Between Sleep and Liberation in Indian Traditions: Lucid Dreaming, Out-of-Body Experiences, and the Architectures of Liminal Consciousness
Religions February 24, 2026 Peer reviewed DOI: 10.3390/rel17030279 via OpenAlex
Summary
The article explores liminal states of consciousness, such as lucid dreaming and out-of-body experiences, within Indian religious traditions, arguing these are not just psychological anomalies but intentional frameworks for exploring self and reality. It presents a comparative analysis across Vedāntic, Yogic, Buddhist, and Jain systems, revealing diverse interpretations from various philosophical models and modern neuroscience. The findings suggest that understanding liminal consciousness requires integrating personal experiences with broader metaphysical contexts, questioning reductionist views in consciousness studies.
Study at a glance
| Design | comparative analysis |
|---|---|
| Population | Indian religious and philosophical traditions |
| Key finding | Liminal states of consciousness are intentionally cultivated frameworks to investigate self and reality, requiring integration of phenomenological reports with their metaphysical contexts. |
Abstract
This article examines the theoretical and practical frameworks surrounding liminal states of consciousness—specifically lucid dreaming and out-of-body experiences (OBEs)—within Indian religious and philosophical traditions.
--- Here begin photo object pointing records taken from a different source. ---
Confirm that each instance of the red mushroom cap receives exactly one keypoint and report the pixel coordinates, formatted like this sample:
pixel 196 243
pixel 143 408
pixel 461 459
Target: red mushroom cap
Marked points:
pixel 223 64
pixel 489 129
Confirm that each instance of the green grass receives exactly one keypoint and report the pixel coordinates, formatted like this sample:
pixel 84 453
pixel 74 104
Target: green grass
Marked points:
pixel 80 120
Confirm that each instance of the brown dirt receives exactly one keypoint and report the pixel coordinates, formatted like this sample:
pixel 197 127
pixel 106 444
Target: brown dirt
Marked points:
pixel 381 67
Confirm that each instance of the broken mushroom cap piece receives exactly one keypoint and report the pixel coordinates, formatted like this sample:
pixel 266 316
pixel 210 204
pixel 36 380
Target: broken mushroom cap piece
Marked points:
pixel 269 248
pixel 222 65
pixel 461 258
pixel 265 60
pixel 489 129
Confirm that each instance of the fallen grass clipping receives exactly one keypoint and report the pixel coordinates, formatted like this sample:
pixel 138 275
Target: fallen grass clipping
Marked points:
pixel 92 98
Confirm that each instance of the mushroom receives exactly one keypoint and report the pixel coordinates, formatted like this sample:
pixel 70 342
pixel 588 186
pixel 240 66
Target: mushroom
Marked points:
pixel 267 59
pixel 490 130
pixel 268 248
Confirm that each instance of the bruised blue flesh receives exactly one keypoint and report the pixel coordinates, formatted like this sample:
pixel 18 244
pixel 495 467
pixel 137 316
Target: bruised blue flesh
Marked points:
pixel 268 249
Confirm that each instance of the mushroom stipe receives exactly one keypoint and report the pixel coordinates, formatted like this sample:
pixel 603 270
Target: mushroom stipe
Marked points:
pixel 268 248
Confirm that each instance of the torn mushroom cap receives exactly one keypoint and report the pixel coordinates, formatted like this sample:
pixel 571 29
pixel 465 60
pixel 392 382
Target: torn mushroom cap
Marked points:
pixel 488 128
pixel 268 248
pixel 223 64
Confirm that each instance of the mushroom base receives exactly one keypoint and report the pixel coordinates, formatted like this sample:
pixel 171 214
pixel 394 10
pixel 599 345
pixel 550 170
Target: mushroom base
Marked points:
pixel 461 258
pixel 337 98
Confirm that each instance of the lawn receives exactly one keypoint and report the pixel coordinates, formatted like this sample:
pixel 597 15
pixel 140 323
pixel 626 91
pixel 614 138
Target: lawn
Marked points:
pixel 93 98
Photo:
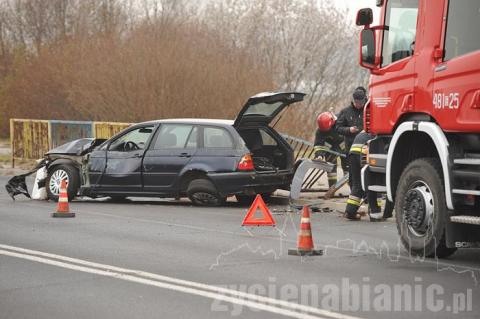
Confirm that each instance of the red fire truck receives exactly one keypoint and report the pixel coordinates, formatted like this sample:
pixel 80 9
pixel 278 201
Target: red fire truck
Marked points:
pixel 424 108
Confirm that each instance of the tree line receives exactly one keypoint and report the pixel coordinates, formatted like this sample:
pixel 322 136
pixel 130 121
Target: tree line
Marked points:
pixel 136 60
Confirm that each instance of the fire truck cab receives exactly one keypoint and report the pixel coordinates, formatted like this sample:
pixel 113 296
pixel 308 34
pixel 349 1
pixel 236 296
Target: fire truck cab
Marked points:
pixel 424 108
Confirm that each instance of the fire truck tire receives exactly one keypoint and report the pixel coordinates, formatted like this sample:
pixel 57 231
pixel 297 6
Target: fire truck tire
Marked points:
pixel 422 210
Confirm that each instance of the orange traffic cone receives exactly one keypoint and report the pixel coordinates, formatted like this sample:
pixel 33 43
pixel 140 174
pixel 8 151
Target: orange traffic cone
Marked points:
pixel 62 207
pixel 305 240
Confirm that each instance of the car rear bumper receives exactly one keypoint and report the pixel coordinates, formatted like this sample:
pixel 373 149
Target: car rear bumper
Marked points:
pixel 250 182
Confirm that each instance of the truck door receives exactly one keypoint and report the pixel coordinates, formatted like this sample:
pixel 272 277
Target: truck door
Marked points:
pixel 392 92
pixel 456 93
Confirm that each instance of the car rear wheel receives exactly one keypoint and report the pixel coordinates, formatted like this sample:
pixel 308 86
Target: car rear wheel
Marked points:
pixel 202 192
pixel 55 177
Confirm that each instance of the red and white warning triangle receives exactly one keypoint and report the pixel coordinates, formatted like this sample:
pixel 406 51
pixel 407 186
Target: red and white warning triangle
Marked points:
pixel 265 220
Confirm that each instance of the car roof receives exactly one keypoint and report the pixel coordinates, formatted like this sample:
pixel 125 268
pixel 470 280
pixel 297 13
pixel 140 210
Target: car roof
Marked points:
pixel 191 121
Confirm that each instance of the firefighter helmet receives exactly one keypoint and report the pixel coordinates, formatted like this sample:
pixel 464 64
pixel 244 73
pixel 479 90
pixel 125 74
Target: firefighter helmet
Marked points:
pixel 325 121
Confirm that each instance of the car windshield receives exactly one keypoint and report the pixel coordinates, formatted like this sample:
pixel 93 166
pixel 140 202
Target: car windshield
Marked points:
pixel 265 109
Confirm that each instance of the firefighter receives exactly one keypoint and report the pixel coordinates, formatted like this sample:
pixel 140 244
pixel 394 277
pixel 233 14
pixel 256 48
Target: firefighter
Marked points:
pixel 350 119
pixel 326 138
pixel 356 193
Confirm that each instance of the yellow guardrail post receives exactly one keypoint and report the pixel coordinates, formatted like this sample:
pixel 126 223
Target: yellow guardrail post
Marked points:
pixel 12 147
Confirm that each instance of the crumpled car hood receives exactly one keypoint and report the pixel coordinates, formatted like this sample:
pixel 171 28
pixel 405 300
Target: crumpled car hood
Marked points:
pixel 76 147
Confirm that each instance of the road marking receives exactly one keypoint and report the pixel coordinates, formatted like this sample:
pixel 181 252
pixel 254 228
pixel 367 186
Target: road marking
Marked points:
pixel 281 307
pixel 411 259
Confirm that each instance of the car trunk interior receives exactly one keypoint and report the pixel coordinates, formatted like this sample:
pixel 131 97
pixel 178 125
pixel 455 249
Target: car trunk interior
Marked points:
pixel 268 153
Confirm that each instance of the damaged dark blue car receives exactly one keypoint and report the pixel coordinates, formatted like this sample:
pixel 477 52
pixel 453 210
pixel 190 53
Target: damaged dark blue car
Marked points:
pixel 202 159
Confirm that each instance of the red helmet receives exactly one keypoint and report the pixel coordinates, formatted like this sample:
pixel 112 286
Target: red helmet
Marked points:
pixel 325 121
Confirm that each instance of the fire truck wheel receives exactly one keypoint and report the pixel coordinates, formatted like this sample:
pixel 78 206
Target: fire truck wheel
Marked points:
pixel 421 210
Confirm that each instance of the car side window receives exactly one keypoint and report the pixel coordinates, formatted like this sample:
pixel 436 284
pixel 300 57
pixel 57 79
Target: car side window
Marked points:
pixel 463 19
pixel 175 136
pixel 216 137
pixel 399 36
pixel 267 139
pixel 133 140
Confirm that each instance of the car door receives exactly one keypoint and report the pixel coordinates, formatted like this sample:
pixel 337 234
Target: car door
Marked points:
pixel 456 92
pixel 123 171
pixel 172 149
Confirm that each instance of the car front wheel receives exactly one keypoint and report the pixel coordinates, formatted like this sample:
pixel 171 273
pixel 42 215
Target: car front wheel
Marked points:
pixel 55 177
pixel 202 192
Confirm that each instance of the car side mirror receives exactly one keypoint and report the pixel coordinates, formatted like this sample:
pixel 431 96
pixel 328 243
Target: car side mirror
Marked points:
pixel 364 17
pixel 368 49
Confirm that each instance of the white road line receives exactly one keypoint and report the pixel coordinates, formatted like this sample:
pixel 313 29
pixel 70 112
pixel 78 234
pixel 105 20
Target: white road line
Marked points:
pixel 433 262
pixel 272 305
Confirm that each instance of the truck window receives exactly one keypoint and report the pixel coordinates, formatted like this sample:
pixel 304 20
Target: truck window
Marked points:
pixel 401 26
pixel 463 24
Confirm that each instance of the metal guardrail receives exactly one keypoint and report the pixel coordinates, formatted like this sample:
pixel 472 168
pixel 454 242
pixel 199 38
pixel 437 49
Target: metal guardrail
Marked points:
pixel 303 149
pixel 31 139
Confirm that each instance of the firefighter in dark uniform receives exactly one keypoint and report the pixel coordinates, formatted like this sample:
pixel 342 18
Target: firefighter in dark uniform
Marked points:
pixel 326 138
pixel 350 119
pixel 350 124
pixel 358 143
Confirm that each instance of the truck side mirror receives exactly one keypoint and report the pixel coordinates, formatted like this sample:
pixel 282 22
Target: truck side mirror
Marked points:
pixel 364 17
pixel 367 49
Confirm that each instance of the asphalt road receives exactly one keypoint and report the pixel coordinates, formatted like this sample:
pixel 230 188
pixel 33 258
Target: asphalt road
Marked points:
pixel 167 259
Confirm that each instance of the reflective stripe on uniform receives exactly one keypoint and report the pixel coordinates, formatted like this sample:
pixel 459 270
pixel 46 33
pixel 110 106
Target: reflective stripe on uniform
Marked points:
pixel 353 200
pixel 320 148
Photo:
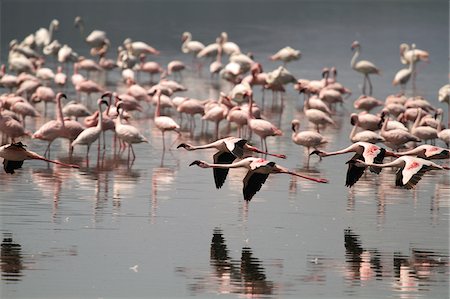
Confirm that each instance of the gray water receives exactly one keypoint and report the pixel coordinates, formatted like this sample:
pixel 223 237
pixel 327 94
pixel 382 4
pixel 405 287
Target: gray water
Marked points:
pixel 159 228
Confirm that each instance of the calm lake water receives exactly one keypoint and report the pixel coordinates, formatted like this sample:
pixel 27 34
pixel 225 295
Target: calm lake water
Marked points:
pixel 159 228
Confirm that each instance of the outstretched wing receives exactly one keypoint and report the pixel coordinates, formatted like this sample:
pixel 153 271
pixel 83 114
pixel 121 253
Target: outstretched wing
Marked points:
pixel 253 182
pixel 354 173
pixel 409 181
pixel 10 166
pixel 220 174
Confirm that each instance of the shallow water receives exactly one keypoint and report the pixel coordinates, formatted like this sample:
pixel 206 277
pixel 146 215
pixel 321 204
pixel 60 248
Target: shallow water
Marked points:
pixel 159 228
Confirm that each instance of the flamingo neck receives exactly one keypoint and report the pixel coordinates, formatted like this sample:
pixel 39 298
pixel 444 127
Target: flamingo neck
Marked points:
pixel 355 56
pixel 59 115
pixel 158 104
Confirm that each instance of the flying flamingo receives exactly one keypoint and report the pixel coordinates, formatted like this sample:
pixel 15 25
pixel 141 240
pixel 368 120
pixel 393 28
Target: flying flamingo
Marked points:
pixel 427 151
pixel 363 66
pixel 307 139
pixel 229 149
pixel 127 133
pixel 58 128
pixel 260 127
pixel 164 123
pixel 411 169
pixel 91 134
pixel 365 151
pixel 15 153
pixel 366 135
pixel 258 171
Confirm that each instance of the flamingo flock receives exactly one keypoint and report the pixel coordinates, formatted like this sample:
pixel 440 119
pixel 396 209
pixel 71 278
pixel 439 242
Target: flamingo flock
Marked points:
pixel 406 127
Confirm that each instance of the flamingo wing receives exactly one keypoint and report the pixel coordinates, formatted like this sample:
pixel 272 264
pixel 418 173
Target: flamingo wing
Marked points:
pixel 253 182
pixel 220 174
pixel 354 172
pixel 409 179
pixel 10 166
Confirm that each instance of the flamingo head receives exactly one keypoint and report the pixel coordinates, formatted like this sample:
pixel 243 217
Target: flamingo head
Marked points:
pixel 318 153
pixel 355 45
pixel 199 164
Through a comparative analysis of Vedāntic, Yogic, Buddhist, and Jain systems, the article argues that these states are not merely anomalous psychological events but deliberately cultivated “architectures of liminality” designed to investigate the nature of self, consciousness, and reality. Methodologically, this article offers a comparative analysis of models and categories of liminal consciousness across Indian traditions, critically engaging relevant neurophenomenological frameworks and incorporating a small set of representative first-person exemplars. The results reveal a spectrum of interpretations: from the mind-only projection model of Buddhist dream yoga to the subtle-material interaction model of Jain karmic ontology, and from the embodied cognition framework of modern neuroscience to the disembodied consciousness theories of classical Indian systems. The study concludes that a comprehensive understanding of liminal consciousness must integrate first-person phenomenological reports with the soteriological, ritual, and metaphysical contexts that structure their interpretation, thereby challenging reductionist approaches in contemporary consciousness studies.